Riverhead Town is pushing ‘flyboarding’ to sea

Lawmakers are trying to grapple with the legal issues surrounding flyboarding and other similar water sports. (Credit: Paul Squire)
Lawmakers are trying to grapple with the legal issues surrounding flyboarding and other similar water sports. (Credit: Paul Squire)

Since it launched earlier this summer in the Peconic River behind Treasure Cove Marina, Flyboard Long Island has been issued more than 20 summonses by Riverhead Town, which claims the use violates state navigation laws and other statute.

The Town Board is now drawing up new laws that would make flyboarding legal, but only if it’s done farther out in the bay.

“I’m going to cut right to the chase: This belongs in the bay,” Riverhead Supervisor Sean Walter said during a discussion of the issue at last Thursday’s work session.

“I don’t think it belongs on [the western] side of the 105 bridge,” Councilman John Dunleavy added.

In many of the summonses issued, the town has charged Flyboard LI with towing without an observer and not having a required safe boating certificate.

Mr. Walter instructed town bay constable Jim Divan to continue issuing tickets to Flyboard LI if they continue to operate.

Current town laws don’t specifically mention flyboarding, which is a relatively new sport in which people are thrust into the air by water-propelled jet packs on their feet. The device is powered by a JetSki and riders can go as high at 35 feet in the air.

However, officials say existing state navigation laws already apply to flyboarding. Those laws require an observer to be on hand in another boat when someone is participating in water sports.

The laws are not being followed, town officials maintain.

Town attorney Bob Kozakiewicz is drafting a new law that amends the town’s current code, which deals only with water skis, to include water propulsion devices including flyboards, jetpacks, Jetlevs and hoverboards. It also includes parasails and wakeboards.

Under the proposed regulations, all activities involving these devices would be banned within 500 feet of any shoreline, residential or commercial dock, pier or wharf. They would also be banned within any “channel system” and within 100 feet of any swimmer, bather or vessel.

Mr. Divan said someone was recently using a jetpack, which is similar to a flyboard, in East Creek in Jamesport.

Bryan DeLuca, executive director of the company that owns Treasure Cove, Long Island Aquarium and Hyatt East End, attended the meeting with James Bissett IV of Flyboard LI, but neither was permitted to speak at the work session.

“I don’t have the opportunity to speak here?” Mr. DeLuca asked.

“You will at the public hearing,” Mr. Walter said, indicating that some residents were also present last Thursday who wanted to speak against the Flyboard operation due to noise. Those residents were not permitted to speak either.

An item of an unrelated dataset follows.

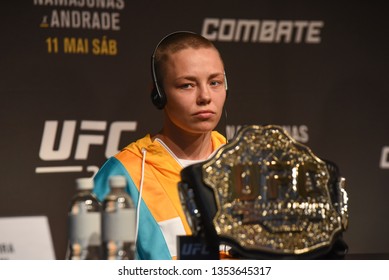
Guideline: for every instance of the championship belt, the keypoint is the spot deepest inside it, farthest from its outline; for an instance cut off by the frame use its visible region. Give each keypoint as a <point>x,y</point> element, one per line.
<point>267,196</point>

Mr. DeLuca and Mr. Bissett then got up and left the meeting.

Mr. DeLuca had provided the board with a copy of emergency laws the state of Maryland has recently instituted regarding what it terms “Jet Pack Vessels.”

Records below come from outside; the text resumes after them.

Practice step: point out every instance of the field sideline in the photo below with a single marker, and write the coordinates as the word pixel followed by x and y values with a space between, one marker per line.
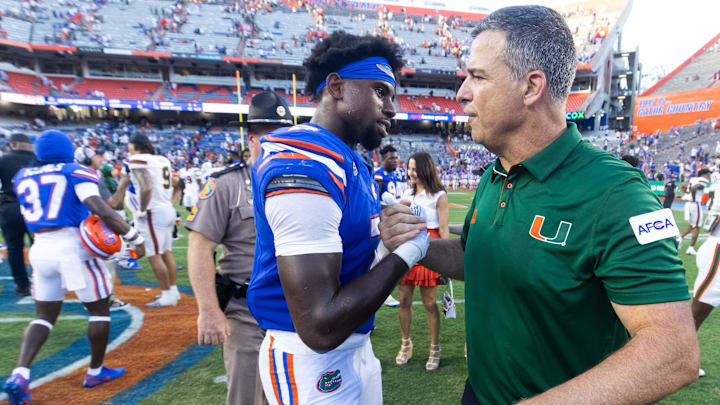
pixel 409 384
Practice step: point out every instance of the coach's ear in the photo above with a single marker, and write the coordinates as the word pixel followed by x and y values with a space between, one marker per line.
pixel 335 85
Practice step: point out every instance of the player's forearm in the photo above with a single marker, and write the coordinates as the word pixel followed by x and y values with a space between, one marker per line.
pixel 145 196
pixel 446 257
pixel 652 365
pixel 325 321
pixel 201 270
pixel 176 196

“You should read the Maryland law because it’s very clear,” he told the board as he left.

The Maryland law doesn’t require flyboarders to stay quite as far out at sea as the town has proposed.

Maryland’s law requires Jet Pack Vessels to stay at least 100 feet from any bridge, structure, shore, wharf, pier, piling, mooring ball, buoy, vessel or person in the water.

It also requires that there be an observer on a navigable rescue vessel located at least 100 feet from the rider, but not more than 300 feet. In addition, the Jet Pack Vessel must be operated in at least six feet of water.

The Town Board plans to hold a public hearing soon on its proposed new laws regarding “water propulsion devices.”

“I think the board generally supports this sort of outgrowth of tourism. We like the idea,” Mr. Walter said.